The draft Law Applicable to Contractual Obligations and Non-contractual Obligations (Amendment Etc.) (EU Exit) Regulations 2018

Posted in UK and EU legal framework Dispute resolution and litigation Contractual and counter-party

The UK Government has published a draft statutory instrument under the European Union (Withdrawal) Act 2018, which will incorporate the Rome I and Rome II Regulations into domestic law.

The Rome I and Rome II Regulations provide rules to determine the law applicable to contractual and non-contractual obligations respectively. Crucially, they do not rely on reciprocity, and therefore it can be expected that they will become part of domestic law even in the event of no deal. In this regard, the draft statutory instrument follows the Government’s earlier 'no deal' paper, which had stated that the Rome Regulations would be retained post-Brexit.

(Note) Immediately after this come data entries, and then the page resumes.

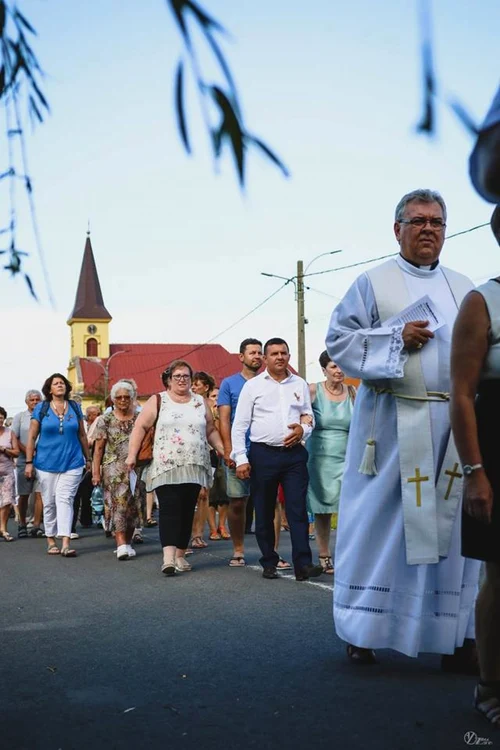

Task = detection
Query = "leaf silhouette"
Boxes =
[247,135,290,177]
[211,86,245,187]
[175,60,191,154]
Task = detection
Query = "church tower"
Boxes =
[68,231,112,386]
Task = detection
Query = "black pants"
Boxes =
[156,484,201,549]
[71,471,93,534]
[249,443,312,570]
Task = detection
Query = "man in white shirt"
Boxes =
[231,338,323,581]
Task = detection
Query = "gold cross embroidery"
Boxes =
[406,469,429,508]
[444,464,463,500]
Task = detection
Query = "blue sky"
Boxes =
[0,0,500,411]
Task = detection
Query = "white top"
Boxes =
[145,392,212,492]
[231,370,314,466]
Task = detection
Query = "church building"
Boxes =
[68,232,241,408]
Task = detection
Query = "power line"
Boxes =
[304,221,490,284]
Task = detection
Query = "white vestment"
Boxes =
[326,258,480,656]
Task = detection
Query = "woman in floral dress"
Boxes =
[127,360,224,576]
[92,381,146,560]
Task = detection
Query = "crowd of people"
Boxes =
[0,178,500,725]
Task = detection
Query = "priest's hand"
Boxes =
[403,320,434,352]
[464,469,493,523]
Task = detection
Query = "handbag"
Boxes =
[135,393,161,466]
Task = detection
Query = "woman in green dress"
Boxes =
[306,351,356,575]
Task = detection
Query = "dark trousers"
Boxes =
[156,484,201,549]
[249,443,312,570]
[71,471,93,534]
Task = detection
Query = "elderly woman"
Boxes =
[306,351,355,575]
[24,372,90,557]
[0,406,19,542]
[451,207,500,727]
[127,360,224,576]
[92,380,146,561]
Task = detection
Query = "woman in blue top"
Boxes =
[25,372,90,557]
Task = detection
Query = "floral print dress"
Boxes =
[93,412,146,533]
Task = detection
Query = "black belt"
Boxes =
[253,443,300,452]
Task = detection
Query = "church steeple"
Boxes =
[68,229,111,368]
[68,230,111,324]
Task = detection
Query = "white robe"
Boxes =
[326,258,480,656]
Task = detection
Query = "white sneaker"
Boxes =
[116,544,129,560]
[175,557,192,573]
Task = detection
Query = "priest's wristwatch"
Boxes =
[462,464,483,477]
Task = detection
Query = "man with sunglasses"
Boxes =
[326,190,479,671]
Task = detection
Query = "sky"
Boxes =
[0,0,500,415]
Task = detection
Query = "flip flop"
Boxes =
[61,547,76,557]
[229,555,246,568]
[276,557,292,570]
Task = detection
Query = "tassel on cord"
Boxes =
[358,393,378,477]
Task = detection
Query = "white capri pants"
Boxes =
[37,467,83,537]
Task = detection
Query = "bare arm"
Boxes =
[450,292,493,521]
[126,395,158,471]
[92,438,106,485]
[24,419,40,479]
[78,419,90,464]
[2,430,19,458]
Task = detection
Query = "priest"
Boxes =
[326,190,480,671]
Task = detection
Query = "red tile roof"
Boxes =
[79,344,241,397]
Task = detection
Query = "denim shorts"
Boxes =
[225,466,250,500]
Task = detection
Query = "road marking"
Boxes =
[246,565,333,593]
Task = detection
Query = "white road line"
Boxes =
[246,565,333,593]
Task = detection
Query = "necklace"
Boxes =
[51,401,67,435]
[325,380,344,396]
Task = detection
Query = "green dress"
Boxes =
[306,383,353,516]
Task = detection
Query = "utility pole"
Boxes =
[296,260,306,380]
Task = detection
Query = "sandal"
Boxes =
[229,555,246,568]
[472,685,500,727]
[347,643,378,664]
[319,555,335,576]
[191,536,208,549]
[61,547,76,557]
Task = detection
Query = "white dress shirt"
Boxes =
[231,370,314,466]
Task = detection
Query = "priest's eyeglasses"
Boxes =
[398,216,446,231]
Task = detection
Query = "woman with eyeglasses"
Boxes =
[24,372,90,557]
[126,359,224,576]
[92,380,146,561]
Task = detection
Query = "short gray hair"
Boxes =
[110,380,137,401]
[24,389,43,401]
[394,188,447,223]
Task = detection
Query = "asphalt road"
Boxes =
[0,522,500,750]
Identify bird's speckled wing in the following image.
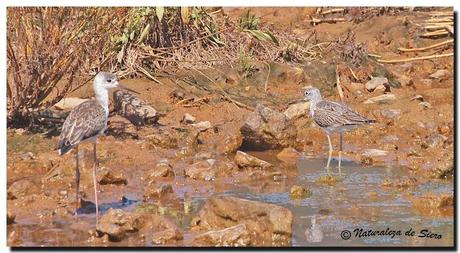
[313,101,374,127]
[58,100,107,155]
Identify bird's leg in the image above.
[339,133,342,177]
[326,134,332,176]
[75,146,81,215]
[93,141,99,224]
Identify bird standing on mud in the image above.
[304,88,375,176]
[58,72,124,221]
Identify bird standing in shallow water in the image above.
[304,88,375,176]
[58,72,124,222]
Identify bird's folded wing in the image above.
[59,100,106,147]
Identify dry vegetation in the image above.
[7,7,451,126]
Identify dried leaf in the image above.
[155,6,165,22]
[180,7,190,24]
[243,29,279,45]
[137,24,150,43]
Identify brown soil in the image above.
[7,8,454,246]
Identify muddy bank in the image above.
[7,7,454,246]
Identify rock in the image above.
[149,214,184,244]
[184,159,217,181]
[14,128,27,135]
[365,77,388,92]
[284,102,310,120]
[217,131,243,154]
[145,159,175,178]
[364,93,396,104]
[421,79,433,87]
[430,157,454,179]
[248,170,287,182]
[192,121,212,132]
[410,94,424,101]
[398,75,414,87]
[193,224,251,247]
[97,167,128,185]
[96,208,142,241]
[152,228,184,244]
[361,149,388,165]
[21,152,37,160]
[7,179,40,200]
[145,129,179,148]
[348,82,363,93]
[422,133,447,148]
[289,185,311,199]
[380,109,401,119]
[181,113,196,124]
[276,147,302,165]
[305,216,324,243]
[191,196,293,246]
[6,210,16,225]
[106,115,138,138]
[144,184,174,200]
[241,104,297,150]
[383,135,399,143]
[411,192,454,216]
[419,101,431,109]
[194,151,214,161]
[54,97,89,110]
[235,151,274,170]
[438,125,450,134]
[430,69,450,79]
[113,90,160,126]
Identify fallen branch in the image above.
[398,39,454,52]
[367,54,382,58]
[264,63,270,92]
[377,53,454,63]
[423,22,454,31]
[335,65,343,103]
[310,18,347,25]
[420,30,449,38]
[321,8,345,15]
[137,65,163,85]
[347,65,359,81]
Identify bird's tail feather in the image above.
[58,142,73,155]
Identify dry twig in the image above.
[398,39,454,52]
[377,53,454,63]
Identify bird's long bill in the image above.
[289,98,305,105]
[118,83,140,94]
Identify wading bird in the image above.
[304,88,375,176]
[58,72,133,222]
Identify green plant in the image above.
[7,7,121,125]
[238,10,279,46]
[238,50,256,78]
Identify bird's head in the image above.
[94,72,139,94]
[303,87,321,101]
[94,72,119,90]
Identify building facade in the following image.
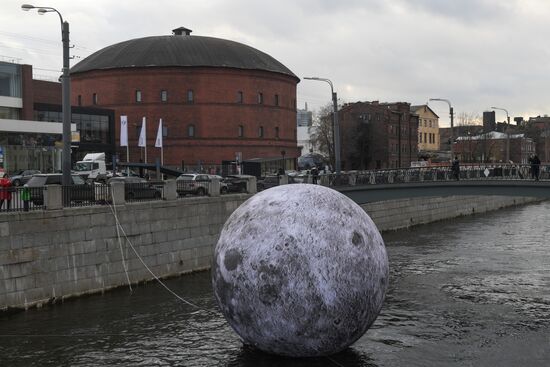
[71,28,300,173]
[0,62,114,173]
[339,101,419,170]
[411,105,440,152]
[454,131,536,164]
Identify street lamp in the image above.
[430,98,454,160]
[21,4,71,185]
[304,76,341,176]
[491,107,510,164]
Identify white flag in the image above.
[138,117,147,147]
[155,119,162,148]
[120,115,128,147]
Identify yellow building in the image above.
[411,105,440,152]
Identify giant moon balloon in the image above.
[212,184,388,357]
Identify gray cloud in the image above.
[0,0,550,122]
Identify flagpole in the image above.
[126,144,130,176]
[142,117,147,163]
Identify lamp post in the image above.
[430,98,454,160]
[491,107,510,164]
[21,4,71,185]
[304,76,341,176]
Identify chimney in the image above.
[172,27,193,36]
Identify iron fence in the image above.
[0,186,43,212]
[321,164,550,187]
[176,180,211,197]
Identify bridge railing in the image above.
[326,163,550,187]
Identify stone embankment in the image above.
[0,185,536,310]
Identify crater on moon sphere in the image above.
[212,184,388,357]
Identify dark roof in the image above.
[411,104,439,118]
[71,35,299,81]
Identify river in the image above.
[0,202,550,367]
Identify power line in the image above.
[0,31,88,50]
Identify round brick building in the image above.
[71,28,299,174]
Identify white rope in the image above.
[109,191,207,313]
[112,187,133,293]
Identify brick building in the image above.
[339,101,418,170]
[71,28,299,172]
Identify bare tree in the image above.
[310,104,334,167]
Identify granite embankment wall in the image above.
[0,194,536,310]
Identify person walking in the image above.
[451,156,460,181]
[531,154,540,181]
[0,172,12,210]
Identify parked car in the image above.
[176,173,210,196]
[256,176,279,191]
[208,175,229,194]
[11,169,41,186]
[223,175,249,192]
[25,173,95,205]
[107,176,162,200]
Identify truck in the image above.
[73,153,107,182]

In accordance with section 8 of the Act, the draft statutory instrument contains various technical amendments so that the Regulations continue to be workable as they form part of domestic law. For example, references to ‘Member States’ are amended to read ‘relevant states’, which will generally comprise EU Member States and the UK. The draft legislation also provides for amendments to be made to the Contracts (Applicable Law) Act 1990 in order to preserve the substantive rules of the 1980 Rome Convention so that they will continue to apply to existing contracts entered into between 1 April 1991 and 16 December 2009 (when the Rome Convention was superseded by Rome I).

The retention of the Rome Regulations by the UK will ensure continuity in the English’s courts’ approach to questions of applicable law and that for the most part, the English courts will continue to apply the same rules as those being applied after exit day by national courts in the EU Member States that continue to apply the EU Regulations.

However, the explanatory notes to the draft statutory instrument caution that in certain cases due to the way in which the provisions of the EU Regulations are drafted, it will be the case that a determination of the applicable law by a Member State court applying the EU Regulations could lead to a different outcome from that of a court in the UK applying the retained version of the EU Regulations. Examples cited include:

  • the rules that give effect to non-derogable provisions of Community law in cases where elements relevant to a situation are located in one or more Member States;
  • rules in Article 7 of Rome I on insurance contracts covering “non-large” risks located in EU Member States; and
  • the rule in Article 6(3)(b) of Rome II dealing with the law applicable to obligations arising from unfair competition affecting the market in more than one country.

The reason for this is that Member State courts will no longer read references to ‘Member State’ as including the UK. However, the amendments that will be made by draft statutory instrument will, in effect, ensure that the rules can continue to be applied by a UK court, as if the UK were still a Member State.

Taking the insurance example, this means that the rules that restrict the freedom to choose the applicable  law in the case of “non-large” risks located in the EU, will continue to be applied by UK Courts to insurance contracts dealing with risks located in the UK (as well as the EU) but not by courts in the Member States  in relation to insurance contracts dealing with risks located in the UK.

Notwithstanding the anomalies that will be created, the principal benefit for businesses and contracting parties is that in general, an express choice of applicable law for both contractual and non-contractual obligations, will continue to be upheld on the same basis as now.